Jiaqi Han, Puheng Li, Qiushan Guo, Renyuan Xu, Stefano Ermon + 1 more

cs.LGcs.CVstat.ML

TLDR

W-Flow introduces a novel one-step generative model using Wasserstein gradient flows, achieving state-of-the-art image generation 100x faster than diffusion models.

Key contributions

  • Introduces W-Flow, a novel framework for one-step generative modeling via Wasserstein gradient flows.
  • Compresses a Wasserstein gradient flow evolution into a static neural generator for fast sampling.
  • Achieves SOTA 1.29 FID on ImageNet 256x256, with improved mode coverage and domain transfer.
  • Enables ~100x faster sampling compared to multi-step diffusion models with comparable fidelity.

Why it matters

This paper addresses the high computational cost of current generative models like diffusion models by proposing W-Flow, a one-step generation framework. It achieves state-of-the-art results on ImageNet with significantly faster sampling, making high-fidelity generative modeling more practical and efficient for various applications.

Original Abstract

Diffusion models and flow-based methods have shown impressive generative capability, especially for images, but their sampling is expensive because it requires many iterative updates. We introduce W-Flow, a framework for training a generator that transforms samples from a simple reference distribution into samples from a target data distribution in a single step. This is achieved in two steps: we first define an evolution from the reference distribution to the target distribution through a Wasserstein gradient flow that minimizes an energy functional; second, we train a static neural generator to compress this evolution into one-step generation.
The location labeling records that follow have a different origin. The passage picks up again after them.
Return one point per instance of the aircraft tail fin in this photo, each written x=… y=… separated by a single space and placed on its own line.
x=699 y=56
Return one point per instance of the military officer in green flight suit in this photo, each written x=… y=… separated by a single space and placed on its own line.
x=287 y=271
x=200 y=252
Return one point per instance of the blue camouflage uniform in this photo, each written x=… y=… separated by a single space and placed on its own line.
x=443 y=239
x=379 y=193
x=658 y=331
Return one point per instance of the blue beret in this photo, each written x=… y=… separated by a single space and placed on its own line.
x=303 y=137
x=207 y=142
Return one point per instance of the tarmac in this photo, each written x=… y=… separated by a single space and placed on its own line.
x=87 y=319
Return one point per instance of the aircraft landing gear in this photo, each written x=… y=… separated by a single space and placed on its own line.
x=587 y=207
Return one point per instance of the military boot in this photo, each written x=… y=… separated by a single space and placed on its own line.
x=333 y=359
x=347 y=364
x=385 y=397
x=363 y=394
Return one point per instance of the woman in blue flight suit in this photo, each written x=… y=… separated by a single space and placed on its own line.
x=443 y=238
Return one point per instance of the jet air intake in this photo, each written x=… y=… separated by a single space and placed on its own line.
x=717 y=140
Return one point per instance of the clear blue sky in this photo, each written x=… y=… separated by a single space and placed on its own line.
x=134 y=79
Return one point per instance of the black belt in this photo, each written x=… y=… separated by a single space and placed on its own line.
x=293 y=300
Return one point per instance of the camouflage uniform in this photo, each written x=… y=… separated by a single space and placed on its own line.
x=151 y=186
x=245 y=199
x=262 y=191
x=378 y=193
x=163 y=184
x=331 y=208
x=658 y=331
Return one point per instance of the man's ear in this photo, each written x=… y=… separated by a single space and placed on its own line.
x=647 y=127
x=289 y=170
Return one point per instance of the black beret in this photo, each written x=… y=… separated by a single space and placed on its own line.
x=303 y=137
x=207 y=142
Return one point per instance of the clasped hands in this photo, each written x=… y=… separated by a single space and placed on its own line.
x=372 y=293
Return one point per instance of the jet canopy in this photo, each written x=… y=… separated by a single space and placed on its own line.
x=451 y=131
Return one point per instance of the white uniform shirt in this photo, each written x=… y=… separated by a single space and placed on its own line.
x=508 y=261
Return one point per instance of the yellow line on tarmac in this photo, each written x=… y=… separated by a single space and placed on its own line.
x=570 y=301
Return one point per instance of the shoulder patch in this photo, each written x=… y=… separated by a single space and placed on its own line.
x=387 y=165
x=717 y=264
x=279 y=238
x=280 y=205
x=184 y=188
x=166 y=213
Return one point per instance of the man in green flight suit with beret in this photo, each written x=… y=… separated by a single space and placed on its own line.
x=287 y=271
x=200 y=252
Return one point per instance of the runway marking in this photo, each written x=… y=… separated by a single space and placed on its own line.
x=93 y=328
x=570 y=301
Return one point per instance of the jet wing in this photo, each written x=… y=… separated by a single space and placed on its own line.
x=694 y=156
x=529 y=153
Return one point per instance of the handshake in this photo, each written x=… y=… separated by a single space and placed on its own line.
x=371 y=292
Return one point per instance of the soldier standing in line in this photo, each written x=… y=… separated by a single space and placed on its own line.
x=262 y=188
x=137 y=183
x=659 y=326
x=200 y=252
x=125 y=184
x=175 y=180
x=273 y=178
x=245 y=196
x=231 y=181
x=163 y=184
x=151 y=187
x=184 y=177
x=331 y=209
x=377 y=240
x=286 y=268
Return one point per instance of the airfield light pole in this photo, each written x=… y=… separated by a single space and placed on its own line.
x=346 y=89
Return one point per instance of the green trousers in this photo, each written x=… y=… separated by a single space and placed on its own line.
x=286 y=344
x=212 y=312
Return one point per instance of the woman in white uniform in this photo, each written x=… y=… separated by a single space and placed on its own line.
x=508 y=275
We instantiate the energy functional with the Sinkhorn divergence, which yields an efficient optimal-transport-based update rule that captures global distributional discrepancy and improves coverage of the target distribution. We further prove that the finite-sample training dynamics converge to the continuous-time distributional dynamics under suitable assumptions. Empirically, W-Flow sets a new state of the art for one-step ImageNet 256$\times$256 generation, achieving 1.29 FID, with improved mode coverage and domain transfer. Compared to multi-step diffusion models with similar FID scores, our method yields approximately 100$\times$ faster sampling. These results show that Wasserstein gradient flows provide a principled and effective foundation for fast and high-fidelity generative modeling.